Why China Behaves the Way it Does, and What to Do About It


America remains the world’s most powerful nation, but foreign crises appear to be a constant for the Biden administration. Although Russia and Ukraine have grabbed the spotlight, before that the crisis-du-jour was China and Taiwan. And Beijing will pose the greater challenge over the long term.

The “China problem” is complicated. At least the regime’s behavior is evident to all. Divining its intentions is far more difficult.

The People’s Republic of China mixes ideological, national, and practical motives. That makes addressing its behavior more difficult. Nevertheless, the PRC is not an unstoppable colossus set on global domination with America doomed to eternal submission. To paraphrase Aragorn in The Lord of the Rings, there is a time when the age of Western liberalism may come crashing down, but it is not this day! This day we fight! And we do so more effectively the better we understand what we face.

Nationalism might be the most powerful force in the PRC today. Although the PRC is equated with China, for many people CHINA is something very different than whoever or whatever rules the mainland at any moment or another. Ethnic Chinese the world over celebrated Hong Kong’s retrocession to CHINA, not the PRC. The Chinese believe Taiwan is part of CHINA, not necessarily the PRC. So, too, are their territorial claims made throughout Asia-Pacific waters. The PRC might be the immediate beneficiary of Beijing’s attempted resource grab, but the issue is rooted in the weakness of CHINA during the “Century of Humiliation” before the Communists drove out the foreign oppressors.
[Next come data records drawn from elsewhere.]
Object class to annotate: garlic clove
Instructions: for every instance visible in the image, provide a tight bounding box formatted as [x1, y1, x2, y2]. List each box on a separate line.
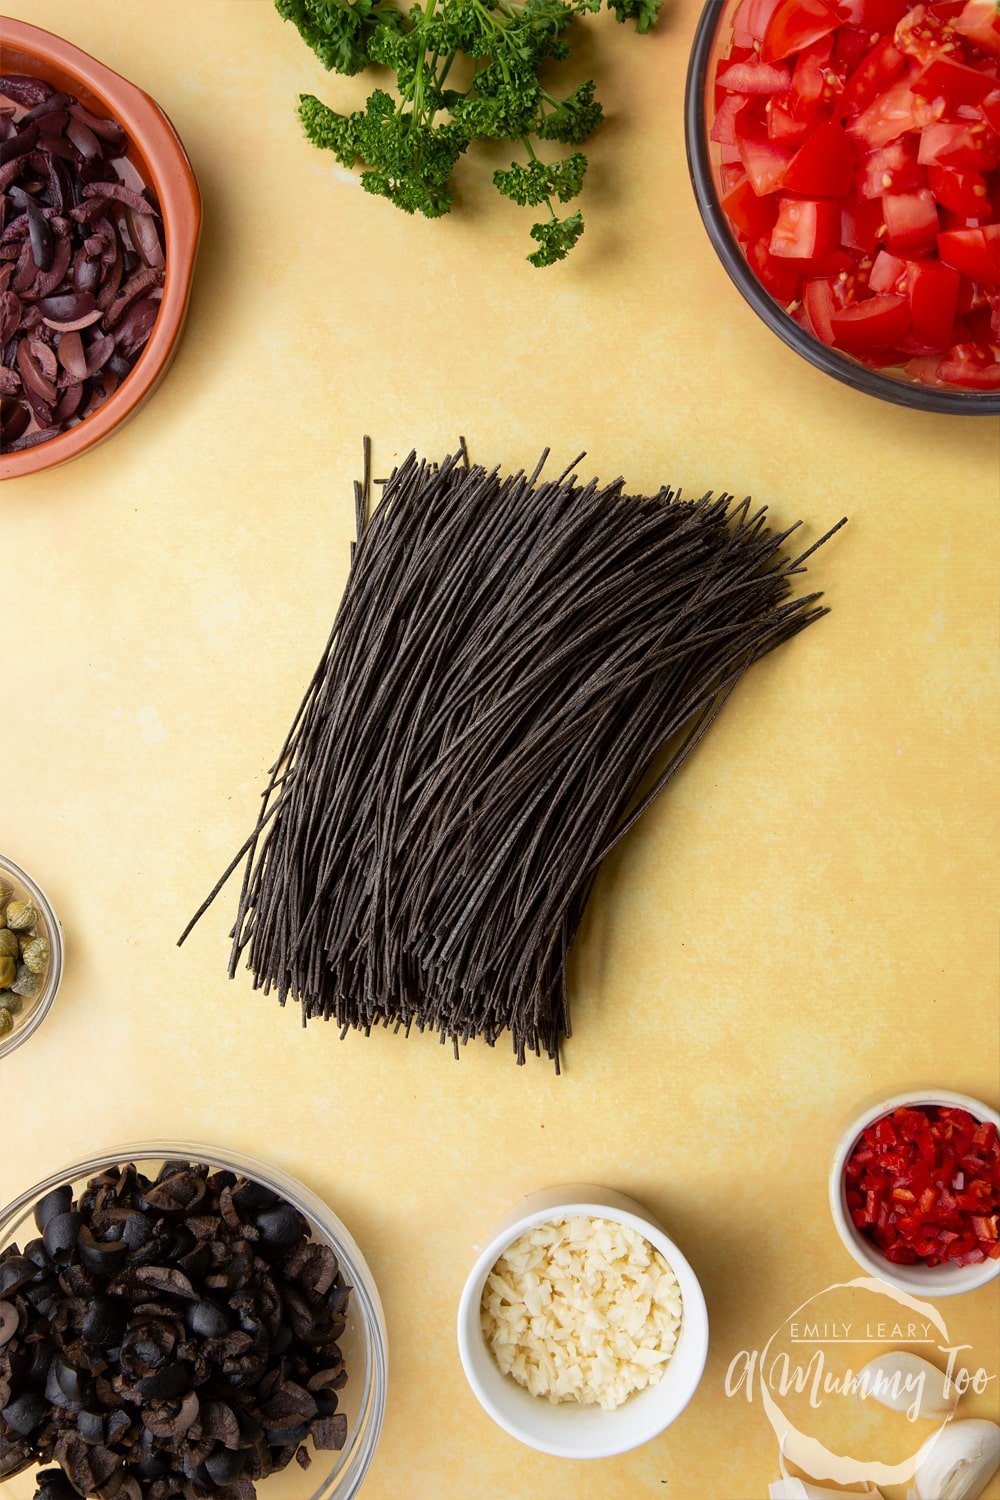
[768, 1481, 884, 1499]
[910, 1419, 1000, 1500]
[855, 1351, 960, 1422]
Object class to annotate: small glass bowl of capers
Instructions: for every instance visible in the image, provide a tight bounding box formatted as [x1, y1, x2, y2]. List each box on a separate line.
[0, 855, 63, 1059]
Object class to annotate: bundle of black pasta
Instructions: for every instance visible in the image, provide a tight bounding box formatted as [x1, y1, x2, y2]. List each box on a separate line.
[183, 447, 842, 1065]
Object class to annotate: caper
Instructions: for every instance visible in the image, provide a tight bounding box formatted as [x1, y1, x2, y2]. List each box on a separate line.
[4, 994, 22, 1017]
[0, 930, 18, 960]
[0, 956, 14, 989]
[6, 900, 38, 933]
[0, 1009, 12, 1038]
[10, 964, 40, 998]
[0, 879, 12, 907]
[21, 937, 48, 975]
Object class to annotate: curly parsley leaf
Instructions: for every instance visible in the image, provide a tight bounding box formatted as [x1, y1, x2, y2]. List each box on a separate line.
[277, 0, 659, 264]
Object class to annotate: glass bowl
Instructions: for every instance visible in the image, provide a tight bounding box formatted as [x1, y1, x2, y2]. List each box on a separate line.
[0, 1143, 388, 1500]
[684, 0, 1000, 416]
[0, 854, 63, 1061]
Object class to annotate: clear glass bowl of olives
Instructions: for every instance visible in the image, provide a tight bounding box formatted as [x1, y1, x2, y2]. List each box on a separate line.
[0, 855, 63, 1060]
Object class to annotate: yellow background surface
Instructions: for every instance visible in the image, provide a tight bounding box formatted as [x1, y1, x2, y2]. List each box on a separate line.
[1, 0, 998, 1496]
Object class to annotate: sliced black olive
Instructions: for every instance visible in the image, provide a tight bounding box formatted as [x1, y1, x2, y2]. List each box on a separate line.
[82, 1295, 126, 1347]
[204, 1447, 247, 1483]
[23, 1238, 49, 1269]
[134, 1361, 189, 1400]
[0, 1390, 47, 1435]
[0, 1256, 35, 1296]
[32, 1468, 78, 1500]
[0, 1300, 19, 1346]
[76, 1409, 106, 1444]
[41, 1210, 80, 1260]
[265, 1422, 309, 1447]
[45, 1357, 88, 1411]
[77, 1225, 129, 1277]
[186, 1300, 228, 1339]
[254, 1205, 302, 1246]
[33, 1184, 72, 1233]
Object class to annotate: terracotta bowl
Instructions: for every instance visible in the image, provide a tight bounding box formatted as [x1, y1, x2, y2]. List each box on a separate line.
[0, 18, 201, 479]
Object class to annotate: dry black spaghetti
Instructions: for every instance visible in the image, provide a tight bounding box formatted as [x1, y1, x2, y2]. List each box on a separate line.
[182, 446, 842, 1066]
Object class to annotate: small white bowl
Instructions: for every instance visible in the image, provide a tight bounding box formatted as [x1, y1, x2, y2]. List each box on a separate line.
[830, 1089, 1000, 1297]
[456, 1184, 709, 1459]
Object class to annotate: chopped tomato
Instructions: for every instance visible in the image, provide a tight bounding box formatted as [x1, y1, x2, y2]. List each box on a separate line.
[928, 162, 992, 213]
[869, 246, 908, 285]
[937, 339, 1000, 381]
[718, 59, 794, 92]
[747, 234, 808, 296]
[938, 220, 1000, 277]
[802, 275, 843, 338]
[739, 134, 797, 191]
[983, 87, 1000, 131]
[721, 176, 781, 238]
[762, 0, 842, 60]
[894, 3, 964, 62]
[847, 81, 943, 146]
[919, 120, 1000, 170]
[842, 192, 890, 246]
[713, 93, 750, 144]
[770, 195, 843, 253]
[907, 258, 961, 338]
[954, 0, 1000, 57]
[830, 290, 911, 343]
[791, 36, 839, 116]
[857, 137, 926, 196]
[842, 37, 909, 114]
[782, 120, 859, 191]
[913, 53, 998, 106]
[883, 187, 940, 249]
[836, 0, 911, 29]
[734, 0, 785, 44]
[768, 99, 813, 139]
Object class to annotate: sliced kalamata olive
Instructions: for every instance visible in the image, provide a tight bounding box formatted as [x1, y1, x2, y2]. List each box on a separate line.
[72, 252, 100, 293]
[17, 339, 57, 403]
[0, 291, 21, 344]
[0, 75, 55, 107]
[81, 181, 158, 215]
[65, 118, 100, 160]
[20, 90, 72, 124]
[0, 366, 18, 396]
[0, 398, 29, 445]
[29, 336, 57, 380]
[104, 267, 161, 329]
[114, 296, 159, 357]
[4, 422, 59, 451]
[33, 234, 71, 300]
[24, 198, 53, 270]
[56, 328, 87, 379]
[0, 1299, 19, 1345]
[68, 101, 126, 150]
[1, 1390, 48, 1435]
[0, 122, 38, 166]
[53, 381, 84, 422]
[38, 289, 95, 323]
[0, 1255, 35, 1295]
[42, 1210, 81, 1260]
[126, 207, 165, 271]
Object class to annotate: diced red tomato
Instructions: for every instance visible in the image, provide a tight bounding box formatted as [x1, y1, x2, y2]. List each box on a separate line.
[842, 193, 890, 247]
[857, 137, 926, 196]
[739, 134, 797, 191]
[883, 187, 940, 249]
[802, 275, 843, 338]
[919, 120, 1000, 171]
[913, 53, 998, 106]
[747, 234, 808, 296]
[790, 36, 839, 117]
[847, 81, 943, 146]
[894, 3, 963, 62]
[928, 162, 992, 213]
[718, 59, 794, 92]
[734, 0, 785, 45]
[938, 221, 1000, 278]
[762, 0, 842, 60]
[869, 246, 908, 285]
[770, 195, 843, 253]
[907, 257, 961, 337]
[842, 37, 909, 114]
[721, 176, 782, 238]
[781, 120, 859, 192]
[983, 87, 1000, 131]
[836, 0, 911, 30]
[937, 339, 1000, 381]
[954, 0, 1000, 57]
[768, 99, 813, 139]
[713, 93, 750, 144]
[830, 290, 911, 343]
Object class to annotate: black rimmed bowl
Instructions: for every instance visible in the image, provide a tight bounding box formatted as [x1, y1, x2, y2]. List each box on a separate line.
[684, 0, 1000, 416]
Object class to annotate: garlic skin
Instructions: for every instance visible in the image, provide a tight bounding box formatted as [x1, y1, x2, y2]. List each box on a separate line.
[855, 1351, 959, 1422]
[908, 1420, 1000, 1500]
[768, 1481, 884, 1499]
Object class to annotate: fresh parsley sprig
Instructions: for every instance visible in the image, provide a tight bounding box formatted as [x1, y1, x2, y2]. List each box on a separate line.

History weighs heavily on the Chinese people and plays an integral role in this narrative. Hong Kong ended up a British colony because it was the spoils in the two Opium Wars, basically waged by London to force Imperial China to allow the sale of opium (and make additional commercial concessions). In the mid-19th century, British (primarily) and French troops looted and then destroyed the Summer Palace, the ruins of which are on display in Beijing. The episode still rankles in modern China.

Western concessions in China spread over time; in Shanghai the Bund, or waterfront, sports numerous 19th century European-style buildings which were part of the Western zone from which unauthorized Chinese were barred. In 1895 Japan defeated China in war and seized Taiwan. Moreover, the weak, ever-declining empire and chaotic successor governments were unable to pursue territorial claims in nearby waters. Many Chinese see the PRC’s current assertiveness as a long overdue effort to reclaim what was legitimately CHINA’s.

Like most countries, Beijing is quite concerned about security. The US is perhaps the most secure nation on earth, at least when it isn’t attempting to run the world. America enjoys vast oceans east and west and pacific neighbors north and south. Other than geopolitical pinpricks—the 9/11 terrorist attacks, Japan’s release of balloon bombs against the Northwest, occupation of some Aleutian Islands, and bombing of Pearl Harbor—the last war on American soil was the Civil War. The last conflict with a foreign nation, which Washington initiated, was the Mexican-American War.

In contrast, China has land boundaries with 14 countries and several close water-bound neighbors, most importantly Japan. Over the last century China has been at war with Japan, Russia, Korea, Vietnam, and India. Today the PRC appears more threatening than threatened, but like in Russia, people remember the vulnerabilities of the past and vow never to allow them to recur.

Equally, if not more important is internal security, upon which Beijing spends more than on traditional “defense.” The evolving empire faced sporadic revolts as well as invasions. Instability increased as the empire weakened. The most famous 19th century conflagration was the Boxer Rebellion, which triggered international intervention. Earlier resistance to imperial authority included the Taiping Rebellion, Nian Rebellion, Du Wenxiu Rebellion, and two Dungan Revolts. In 1911 the Xinhai Revolution against the monarchy erupted, leading to a weak republic and decades of conflict highlighted by warlords and Japan’s invasion. Some of these conflicts lasted years and cost tens of millions of lives.

Chinese don’t want a repeat performance, even for a theoretically good cause.

Economic growth also is a priority. China, both CHINA and the PRC suffered from immiserating poverty which lasted for centuries. Raising people out of poverty is a goal for its own sake, but especially to create a stronger nation state and to solidify political support for the current regime. The Chinese Communist Party was vulnerable to attack in 1989 because prosperity did not yet counterbalance tyranny. The PRC was developing more quickly but had started at a very low base.